La mayoría de los analistas internacionales coincide en que la baja de las commodities afectará los ingresos argentinos y que las sucesivas devaluaciones del real obligan a los K a la devaluación progresiva en una carrera en la que caen las ventas de automotores a Brasil y también hace lo propio el precio de la soja, los textiles y los juguetes.

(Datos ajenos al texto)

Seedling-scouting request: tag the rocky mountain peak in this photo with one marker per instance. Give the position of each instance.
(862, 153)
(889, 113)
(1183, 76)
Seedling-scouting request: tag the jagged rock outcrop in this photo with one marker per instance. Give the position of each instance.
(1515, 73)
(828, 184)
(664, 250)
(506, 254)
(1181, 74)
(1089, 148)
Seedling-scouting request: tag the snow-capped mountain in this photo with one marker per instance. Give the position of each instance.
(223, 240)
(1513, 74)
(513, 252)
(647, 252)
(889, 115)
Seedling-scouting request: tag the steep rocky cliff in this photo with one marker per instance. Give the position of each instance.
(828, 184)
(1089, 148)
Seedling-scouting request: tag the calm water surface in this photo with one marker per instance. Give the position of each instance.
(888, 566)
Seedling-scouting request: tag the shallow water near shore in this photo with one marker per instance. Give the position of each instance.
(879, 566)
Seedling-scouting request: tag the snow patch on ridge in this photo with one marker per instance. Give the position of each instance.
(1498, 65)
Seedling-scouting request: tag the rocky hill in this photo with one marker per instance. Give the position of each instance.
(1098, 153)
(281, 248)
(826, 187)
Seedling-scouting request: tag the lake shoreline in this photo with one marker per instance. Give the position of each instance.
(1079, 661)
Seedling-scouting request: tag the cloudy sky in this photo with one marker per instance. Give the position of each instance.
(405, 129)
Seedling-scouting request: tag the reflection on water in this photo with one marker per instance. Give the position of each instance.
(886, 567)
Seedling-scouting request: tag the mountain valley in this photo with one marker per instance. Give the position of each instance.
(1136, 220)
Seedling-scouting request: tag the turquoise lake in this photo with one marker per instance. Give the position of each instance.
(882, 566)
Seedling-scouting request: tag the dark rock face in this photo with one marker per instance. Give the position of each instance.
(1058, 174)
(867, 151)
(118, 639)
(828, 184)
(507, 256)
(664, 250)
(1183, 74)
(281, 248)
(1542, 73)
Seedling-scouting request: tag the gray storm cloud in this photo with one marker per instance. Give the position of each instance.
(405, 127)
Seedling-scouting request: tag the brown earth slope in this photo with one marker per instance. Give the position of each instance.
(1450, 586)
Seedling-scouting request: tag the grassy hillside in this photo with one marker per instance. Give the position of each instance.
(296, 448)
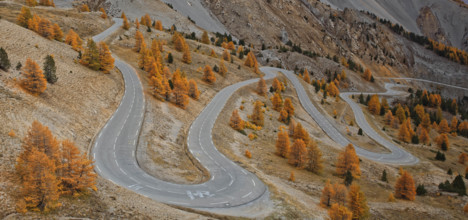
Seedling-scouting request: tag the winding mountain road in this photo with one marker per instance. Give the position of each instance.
(423, 80)
(396, 156)
(115, 146)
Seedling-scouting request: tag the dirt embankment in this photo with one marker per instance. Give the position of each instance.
(74, 108)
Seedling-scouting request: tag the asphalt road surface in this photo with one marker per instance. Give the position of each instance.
(397, 155)
(424, 80)
(115, 146)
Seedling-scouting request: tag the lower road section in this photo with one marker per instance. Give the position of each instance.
(114, 152)
(397, 155)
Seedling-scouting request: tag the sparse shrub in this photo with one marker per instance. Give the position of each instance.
(4, 61)
(248, 154)
(12, 133)
(384, 176)
(440, 156)
(360, 131)
(292, 178)
(391, 197)
(420, 190)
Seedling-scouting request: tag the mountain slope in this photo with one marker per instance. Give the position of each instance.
(415, 15)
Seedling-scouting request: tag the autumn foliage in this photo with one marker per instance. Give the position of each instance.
(47, 170)
(42, 26)
(357, 203)
(339, 212)
(236, 121)
(282, 144)
(348, 160)
(208, 75)
(126, 24)
(404, 187)
(97, 57)
(257, 116)
(34, 80)
(374, 105)
(261, 87)
(298, 154)
(74, 40)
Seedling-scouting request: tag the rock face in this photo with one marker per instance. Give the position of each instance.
(448, 14)
(349, 33)
(429, 25)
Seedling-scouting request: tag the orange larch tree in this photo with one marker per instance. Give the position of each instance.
(404, 187)
(105, 58)
(340, 194)
(298, 154)
(443, 142)
(276, 85)
(327, 193)
(283, 117)
(222, 68)
(388, 117)
(404, 134)
(454, 124)
(314, 156)
(374, 105)
(277, 101)
(104, 14)
(424, 136)
(31, 3)
(288, 107)
(443, 127)
(357, 202)
(24, 17)
(158, 25)
(186, 57)
(261, 87)
(282, 144)
(208, 75)
(76, 170)
(339, 212)
(158, 90)
(193, 89)
(333, 90)
(348, 160)
(205, 38)
(306, 76)
(74, 40)
(126, 24)
(58, 33)
(367, 75)
(301, 133)
(91, 56)
(45, 28)
(180, 90)
(226, 56)
(236, 121)
(34, 81)
(257, 114)
(139, 41)
(39, 184)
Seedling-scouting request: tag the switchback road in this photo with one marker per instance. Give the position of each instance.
(397, 155)
(115, 146)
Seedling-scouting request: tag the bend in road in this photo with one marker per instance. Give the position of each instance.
(115, 146)
(396, 156)
(424, 80)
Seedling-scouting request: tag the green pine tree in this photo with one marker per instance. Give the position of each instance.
(50, 69)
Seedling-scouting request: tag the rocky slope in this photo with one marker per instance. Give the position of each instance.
(418, 16)
(348, 33)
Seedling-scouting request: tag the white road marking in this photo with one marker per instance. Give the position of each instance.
(217, 203)
(248, 194)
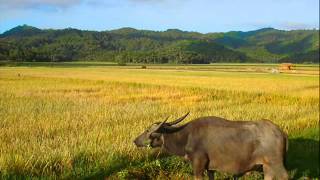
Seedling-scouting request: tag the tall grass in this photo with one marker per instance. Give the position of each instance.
(80, 123)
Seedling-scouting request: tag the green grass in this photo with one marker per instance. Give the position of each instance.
(65, 122)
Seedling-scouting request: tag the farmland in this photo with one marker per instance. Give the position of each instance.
(79, 120)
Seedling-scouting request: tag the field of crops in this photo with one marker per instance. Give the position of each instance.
(79, 122)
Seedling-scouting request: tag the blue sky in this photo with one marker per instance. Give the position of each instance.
(190, 15)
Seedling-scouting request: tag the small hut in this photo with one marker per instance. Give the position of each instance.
(286, 66)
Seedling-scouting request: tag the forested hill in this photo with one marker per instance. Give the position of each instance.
(27, 43)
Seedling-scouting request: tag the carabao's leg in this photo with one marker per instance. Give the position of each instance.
(199, 162)
(210, 174)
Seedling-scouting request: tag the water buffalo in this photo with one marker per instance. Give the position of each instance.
(214, 143)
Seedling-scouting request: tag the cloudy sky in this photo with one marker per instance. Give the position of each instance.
(190, 15)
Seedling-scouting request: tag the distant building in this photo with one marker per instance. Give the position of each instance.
(286, 66)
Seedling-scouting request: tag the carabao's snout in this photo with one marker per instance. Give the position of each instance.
(142, 140)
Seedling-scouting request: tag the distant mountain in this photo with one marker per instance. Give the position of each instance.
(27, 43)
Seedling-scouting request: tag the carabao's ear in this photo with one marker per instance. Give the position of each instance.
(178, 120)
(155, 135)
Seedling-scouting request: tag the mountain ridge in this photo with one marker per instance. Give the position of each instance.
(28, 43)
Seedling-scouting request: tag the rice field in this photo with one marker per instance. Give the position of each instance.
(79, 122)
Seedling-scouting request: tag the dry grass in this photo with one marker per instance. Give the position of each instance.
(80, 122)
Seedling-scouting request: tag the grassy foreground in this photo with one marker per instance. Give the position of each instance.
(78, 123)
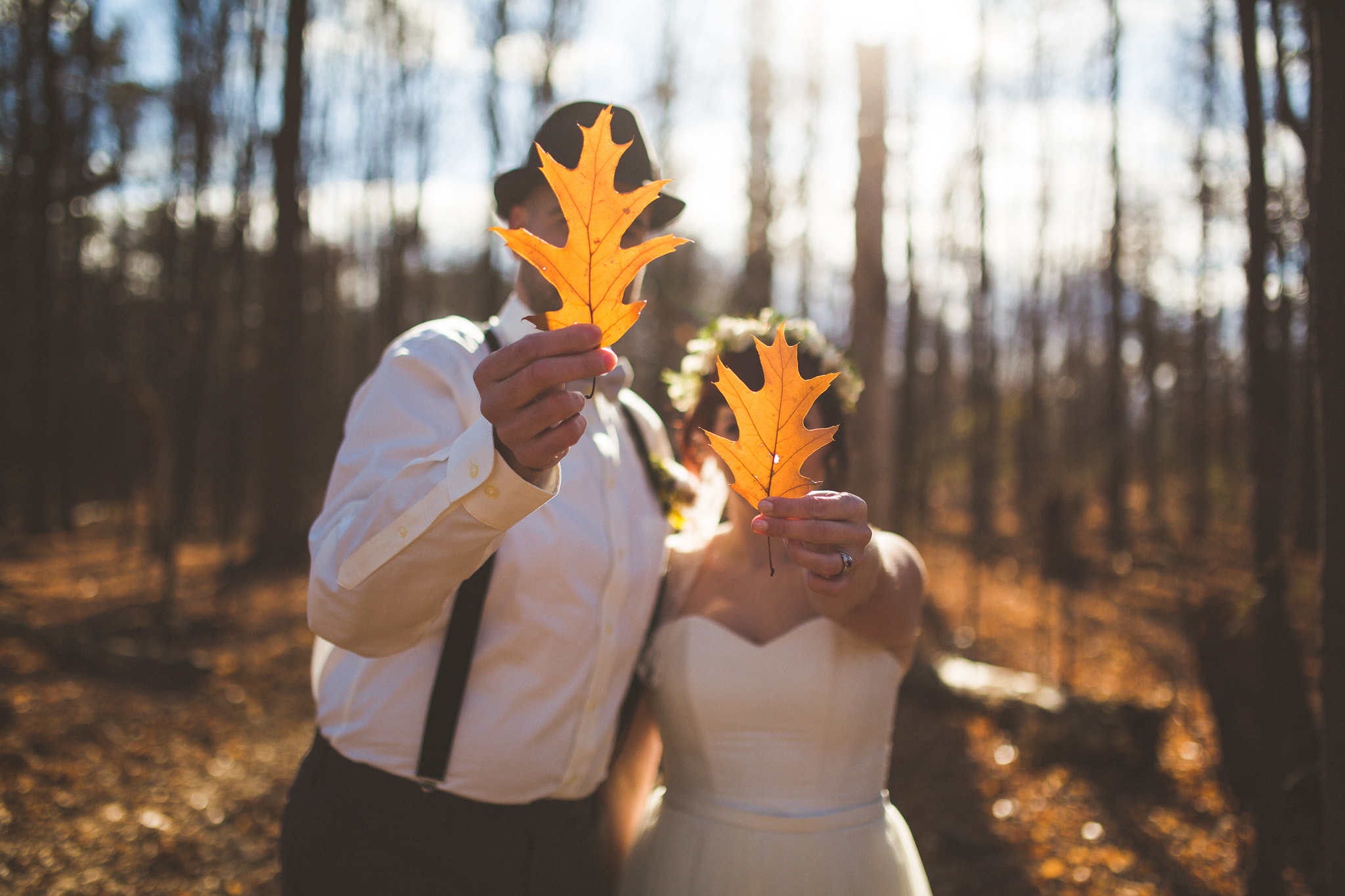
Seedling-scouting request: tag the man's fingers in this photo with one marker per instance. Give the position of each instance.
(550, 445)
(818, 505)
(542, 377)
(539, 417)
(513, 358)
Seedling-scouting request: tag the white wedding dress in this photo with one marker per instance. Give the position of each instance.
(775, 759)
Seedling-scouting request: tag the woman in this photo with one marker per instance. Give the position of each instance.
(771, 698)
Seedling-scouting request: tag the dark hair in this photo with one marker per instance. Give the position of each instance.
(747, 364)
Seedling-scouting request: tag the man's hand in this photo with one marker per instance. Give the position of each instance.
(523, 396)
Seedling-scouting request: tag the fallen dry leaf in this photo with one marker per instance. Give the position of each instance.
(592, 270)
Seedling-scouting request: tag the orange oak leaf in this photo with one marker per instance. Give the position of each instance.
(592, 270)
(772, 440)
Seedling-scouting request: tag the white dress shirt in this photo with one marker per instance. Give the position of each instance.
(417, 500)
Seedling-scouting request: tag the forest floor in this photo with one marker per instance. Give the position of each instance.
(165, 771)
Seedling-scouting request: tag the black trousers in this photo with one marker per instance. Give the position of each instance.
(355, 830)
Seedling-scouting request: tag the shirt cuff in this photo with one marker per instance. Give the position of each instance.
(502, 498)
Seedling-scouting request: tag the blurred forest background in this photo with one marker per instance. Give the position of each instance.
(1086, 253)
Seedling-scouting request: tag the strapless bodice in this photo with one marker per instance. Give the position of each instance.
(798, 726)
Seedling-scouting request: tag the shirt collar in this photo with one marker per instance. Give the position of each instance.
(509, 324)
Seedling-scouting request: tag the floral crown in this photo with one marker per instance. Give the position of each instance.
(728, 333)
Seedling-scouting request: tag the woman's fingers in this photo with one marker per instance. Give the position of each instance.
(818, 505)
(822, 559)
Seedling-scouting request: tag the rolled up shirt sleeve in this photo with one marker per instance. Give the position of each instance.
(417, 500)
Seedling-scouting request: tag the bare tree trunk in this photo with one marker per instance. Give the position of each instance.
(490, 285)
(1199, 418)
(1032, 437)
(870, 313)
(813, 102)
(38, 263)
(1327, 188)
(982, 383)
(1285, 719)
(1118, 535)
(753, 292)
(560, 19)
(238, 343)
(1152, 433)
(284, 504)
(908, 422)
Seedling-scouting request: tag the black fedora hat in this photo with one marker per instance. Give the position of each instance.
(562, 137)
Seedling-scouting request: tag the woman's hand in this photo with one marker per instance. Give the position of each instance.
(821, 530)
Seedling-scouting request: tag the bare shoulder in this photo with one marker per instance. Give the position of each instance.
(902, 558)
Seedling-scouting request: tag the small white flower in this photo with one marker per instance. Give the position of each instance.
(738, 333)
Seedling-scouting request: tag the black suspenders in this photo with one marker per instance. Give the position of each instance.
(455, 661)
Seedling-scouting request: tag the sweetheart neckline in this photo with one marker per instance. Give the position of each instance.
(743, 639)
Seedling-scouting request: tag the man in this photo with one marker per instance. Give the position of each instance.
(455, 453)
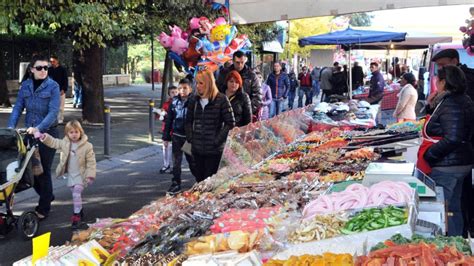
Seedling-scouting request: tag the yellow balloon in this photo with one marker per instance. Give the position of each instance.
(218, 33)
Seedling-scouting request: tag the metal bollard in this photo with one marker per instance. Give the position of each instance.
(107, 130)
(151, 120)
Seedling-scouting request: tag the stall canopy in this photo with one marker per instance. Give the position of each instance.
(350, 37)
(254, 11)
(413, 40)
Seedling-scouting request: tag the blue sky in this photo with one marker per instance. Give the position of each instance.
(443, 20)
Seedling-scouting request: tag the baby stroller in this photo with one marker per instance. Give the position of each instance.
(16, 176)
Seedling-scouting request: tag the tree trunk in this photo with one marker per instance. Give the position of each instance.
(4, 98)
(88, 69)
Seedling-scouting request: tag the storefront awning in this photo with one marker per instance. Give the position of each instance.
(272, 46)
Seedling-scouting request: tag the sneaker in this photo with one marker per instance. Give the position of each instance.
(164, 169)
(174, 189)
(76, 221)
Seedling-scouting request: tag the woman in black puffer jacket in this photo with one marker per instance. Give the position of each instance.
(239, 100)
(451, 157)
(208, 121)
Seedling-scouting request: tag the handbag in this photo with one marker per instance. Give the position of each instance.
(187, 146)
(426, 143)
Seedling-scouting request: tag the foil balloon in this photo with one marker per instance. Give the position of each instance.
(165, 40)
(218, 33)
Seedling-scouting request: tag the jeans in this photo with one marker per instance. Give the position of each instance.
(43, 184)
(291, 99)
(77, 95)
(304, 91)
(206, 165)
(316, 90)
(178, 143)
(451, 181)
(467, 203)
(276, 107)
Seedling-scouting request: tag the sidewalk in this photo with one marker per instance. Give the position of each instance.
(126, 181)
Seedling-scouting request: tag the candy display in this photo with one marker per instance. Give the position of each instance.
(357, 196)
(324, 259)
(318, 228)
(247, 220)
(416, 254)
(279, 189)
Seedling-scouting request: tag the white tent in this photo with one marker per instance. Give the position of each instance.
(254, 11)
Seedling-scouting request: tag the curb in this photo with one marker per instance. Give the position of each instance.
(102, 166)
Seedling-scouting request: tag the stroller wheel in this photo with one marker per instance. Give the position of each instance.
(28, 224)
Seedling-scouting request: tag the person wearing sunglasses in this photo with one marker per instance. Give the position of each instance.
(39, 95)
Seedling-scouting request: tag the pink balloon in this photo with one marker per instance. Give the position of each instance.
(220, 21)
(194, 23)
(165, 40)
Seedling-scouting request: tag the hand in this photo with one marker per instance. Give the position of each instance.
(39, 135)
(32, 130)
(89, 180)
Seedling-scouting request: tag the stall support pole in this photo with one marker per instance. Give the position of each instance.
(107, 131)
(151, 120)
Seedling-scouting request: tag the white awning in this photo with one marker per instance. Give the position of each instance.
(273, 46)
(254, 11)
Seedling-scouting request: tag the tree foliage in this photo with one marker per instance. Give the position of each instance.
(300, 28)
(360, 19)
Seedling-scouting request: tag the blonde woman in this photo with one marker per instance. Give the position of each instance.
(408, 96)
(208, 121)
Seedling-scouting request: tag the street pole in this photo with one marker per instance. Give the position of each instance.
(107, 131)
(151, 121)
(152, 65)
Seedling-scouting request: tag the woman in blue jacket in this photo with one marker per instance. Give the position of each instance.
(39, 95)
(279, 85)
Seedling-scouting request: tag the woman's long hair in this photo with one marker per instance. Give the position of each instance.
(207, 77)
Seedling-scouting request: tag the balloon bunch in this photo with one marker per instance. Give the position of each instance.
(205, 44)
(468, 31)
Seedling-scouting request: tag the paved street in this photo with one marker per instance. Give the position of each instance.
(126, 181)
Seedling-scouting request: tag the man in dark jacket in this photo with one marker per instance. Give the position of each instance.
(279, 86)
(59, 74)
(357, 76)
(338, 82)
(251, 84)
(377, 84)
(451, 57)
(306, 86)
(175, 132)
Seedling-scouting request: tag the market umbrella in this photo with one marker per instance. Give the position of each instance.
(350, 37)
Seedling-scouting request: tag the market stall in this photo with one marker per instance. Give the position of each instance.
(286, 192)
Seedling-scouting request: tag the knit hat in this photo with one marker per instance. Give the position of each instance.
(234, 74)
(409, 77)
(446, 53)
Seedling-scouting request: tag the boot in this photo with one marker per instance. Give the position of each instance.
(174, 189)
(76, 221)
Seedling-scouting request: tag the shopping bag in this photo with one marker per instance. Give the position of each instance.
(187, 148)
(426, 143)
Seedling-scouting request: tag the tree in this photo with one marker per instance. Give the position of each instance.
(360, 19)
(300, 28)
(90, 26)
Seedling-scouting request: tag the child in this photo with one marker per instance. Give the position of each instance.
(174, 131)
(77, 163)
(172, 92)
(292, 92)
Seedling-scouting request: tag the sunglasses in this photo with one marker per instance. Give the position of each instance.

“La tasa de desarrollo será del 4% aproximadamente, pero con una paulatina desaceleración hasta llegar al 2,5% en el último trimestre”, afirma Ramiro Castiñeira, de Econométrica. Para Adolfo Ruiz, de Perspectivas Microeconómicas, “el crédito será escaso y caro, aun para países con mejores calificaciones que las nuestras”. Ruiz prevé un descenso en la demanda de granos y oleaginosas por parte de China y una crisis en el Mercosur con consecuencias negativas en Unasur”. Tampoco podemos esperar –concluye– compensación por parte de los restantes países dada la creciente ola de proteccionismo internacional: España, México, los Países Bajos y Uruguay, que en conjunto representan el 13% del total exportado, están severamente afectados”.